On top of this resource, I was concurrently working on a couple of research papers and presentations.
Ahead of my presentation at the Australian Critical Race and Whiteness Studies Association conference in early February, I had to polish my twenty-minute presentation, reflecting on my career in equity and diversity. I drew on a number of modern classics, from the 1990s Australian collection, Intersexions, looking at their lives and work of Aboriginal and migrant women, to books by Professor Sara Ahmed, who’s been a big influence on me in the past six years. I also cited the work by Patricia Hill Collins, who was incidentally the keynote speaker, and Professor Aileen Moreton-Robinson’s Talkin’ up to the White Woman.
It’s unfortunate, but my paid work does not recognise my external academic research.
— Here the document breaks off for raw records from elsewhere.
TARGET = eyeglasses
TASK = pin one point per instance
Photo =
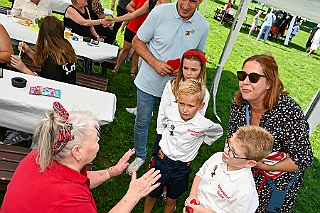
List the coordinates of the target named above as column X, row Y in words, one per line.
column 253, row 77
column 233, row 155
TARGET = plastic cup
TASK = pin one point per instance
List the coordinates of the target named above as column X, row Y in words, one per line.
column 67, row 33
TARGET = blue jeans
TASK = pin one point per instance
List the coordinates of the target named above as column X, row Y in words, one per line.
column 266, row 30
column 145, row 105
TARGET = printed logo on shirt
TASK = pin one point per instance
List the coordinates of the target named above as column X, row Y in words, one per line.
column 193, row 133
column 221, row 193
column 69, row 67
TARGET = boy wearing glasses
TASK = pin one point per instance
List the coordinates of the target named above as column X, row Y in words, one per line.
column 225, row 183
column 183, row 131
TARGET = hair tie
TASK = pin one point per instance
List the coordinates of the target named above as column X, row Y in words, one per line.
column 195, row 53
column 64, row 134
Yet if I only concentrate on my paid job, I would not feel as fulfilled as a sociologist. I enjoy my day-to-day work, but I need to remain engaged with race scholarship and social justice activism. These are activities that ultimately sharpen my contribution to social policy research. If I did not keep up to date with these discussions, I would miss opportunities to bring in new ideas to my applied work, and our work would likely have less impact on the public we aim to support.
In almost every context I’ve found myself in throughout my career, I’m either the only person of colour in the room, or I’m the only minority speaking up on intersectionality. I hope this changes one day, and soon. Until then, I’ll keep sharpening my tools, during slivers of borrowed moments, right here, on this blog we share.